Putin, Zelenskyy, and Trump to get together in a historic first


Putin, Zelenskyy, and Trump

For the first time since Russia launched its full-scale invasion of Ukraine nearly four years ago, officials from Kyiv and Moscow will sit at the same negotiating table with the United States. The venue: Abu Dhabi, and the format: trilateral, give the moment diplomatic weight. But beneath the symbolism, the substance remains stubbornly unchanged.

The talks follow a flurry of high-level diplomacy involving US President Donald Trump, who met Ukrainian President Volodymyr Zelenskyy in Davos before dispatching envoys to Moscow for what the Kremlin described as an unusually candid exchange with Vladimir Putin. The meetings have revived momentum after months of stalled contacts, yet they also underline how narrow the path to an agreement remains.

At the heart of the impasse is territory. Russia continues to insist that any settlement must include Ukraine’s withdrawal from parts of eastern Ukraine that Kyiv still controls. Ukrainian officials have repeatedly rejected that demand, calling it a red line that would reward military aggression. Nothing in the lead-up to the Abu Dhabi talks suggests either side has shifted.

Russian officials have framed the discussions as focused on “security issues,” with a delegation that includes senior military figures. Ukraine, for its part, is sending its chief negotiator, signalling that Kyiv is willing to engage but not concede. Zelenskyy has described the talks as a step forward – careful language that reflects progress in process rather than outcome.

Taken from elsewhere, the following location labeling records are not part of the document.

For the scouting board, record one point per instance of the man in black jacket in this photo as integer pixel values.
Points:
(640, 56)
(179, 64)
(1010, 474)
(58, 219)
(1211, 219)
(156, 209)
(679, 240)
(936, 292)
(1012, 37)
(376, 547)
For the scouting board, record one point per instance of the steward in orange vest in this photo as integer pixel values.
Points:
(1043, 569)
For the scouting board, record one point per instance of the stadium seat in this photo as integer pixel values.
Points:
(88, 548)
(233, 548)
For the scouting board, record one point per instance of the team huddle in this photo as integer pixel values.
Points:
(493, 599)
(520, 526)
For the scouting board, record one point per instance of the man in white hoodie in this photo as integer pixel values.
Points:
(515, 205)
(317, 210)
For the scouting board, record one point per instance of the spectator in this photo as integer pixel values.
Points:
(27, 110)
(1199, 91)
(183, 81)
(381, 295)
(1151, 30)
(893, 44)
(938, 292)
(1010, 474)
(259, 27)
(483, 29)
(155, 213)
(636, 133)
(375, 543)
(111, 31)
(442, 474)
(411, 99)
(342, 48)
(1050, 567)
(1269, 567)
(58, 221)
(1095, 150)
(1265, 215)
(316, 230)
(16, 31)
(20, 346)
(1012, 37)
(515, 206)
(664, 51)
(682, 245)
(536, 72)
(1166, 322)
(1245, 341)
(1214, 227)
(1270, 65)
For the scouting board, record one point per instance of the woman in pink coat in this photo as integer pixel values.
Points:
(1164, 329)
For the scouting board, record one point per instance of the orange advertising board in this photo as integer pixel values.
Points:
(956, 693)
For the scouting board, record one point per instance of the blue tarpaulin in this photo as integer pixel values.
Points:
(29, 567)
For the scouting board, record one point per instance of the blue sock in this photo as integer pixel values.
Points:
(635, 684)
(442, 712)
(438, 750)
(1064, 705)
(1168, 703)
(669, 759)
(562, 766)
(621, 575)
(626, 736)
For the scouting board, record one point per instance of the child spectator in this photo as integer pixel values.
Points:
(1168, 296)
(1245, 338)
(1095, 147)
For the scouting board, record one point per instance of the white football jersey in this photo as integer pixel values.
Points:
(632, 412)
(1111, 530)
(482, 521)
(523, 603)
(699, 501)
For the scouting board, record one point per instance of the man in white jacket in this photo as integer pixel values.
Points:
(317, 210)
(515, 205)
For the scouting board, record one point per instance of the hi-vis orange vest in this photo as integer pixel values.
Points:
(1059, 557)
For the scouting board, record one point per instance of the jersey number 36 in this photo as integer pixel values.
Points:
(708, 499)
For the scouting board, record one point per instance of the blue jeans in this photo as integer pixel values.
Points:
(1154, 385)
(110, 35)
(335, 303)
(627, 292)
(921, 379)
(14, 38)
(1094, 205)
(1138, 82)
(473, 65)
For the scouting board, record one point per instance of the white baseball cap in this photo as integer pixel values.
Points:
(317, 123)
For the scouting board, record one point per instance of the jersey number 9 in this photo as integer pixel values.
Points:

US officials have suggested the negotiations are now “down to one issue,” a phrase widely interpreted as a reference to territorial control in the Donbas. That framing itself highlights the problem: when a single issue defines the war’s outcome, compromise becomes exponentially harder.

The Kremlin has been explicit that without resolution on territory, there can be no lasting peace. Russian spokespeople have reiterated that military operations will continue until Moscow’s conditions are met, even as talks proceed in parallel. It is diplomacy conducted under fire – and with no pause button.

Trump has floated alternative ideas in the past, including economic arrangements for eastern Ukraine, but those proposals have yet to gain visible traction with either Kyiv or Moscow. For now, the Abu Dhabi meeting appears less about closing a deal than about testing whether dialogue can coexist with entrenched positions.

In that sense, the talks mark a diplomatic milestone without guaranteeing a diplomatic shift. The fact that Ukraine and Russia are speaking together at all is notable. But the fact that they remain so far apart on the central question of land suggests that the war’s most difficult chapter, deciding where borders will lie, is still very much unwritten.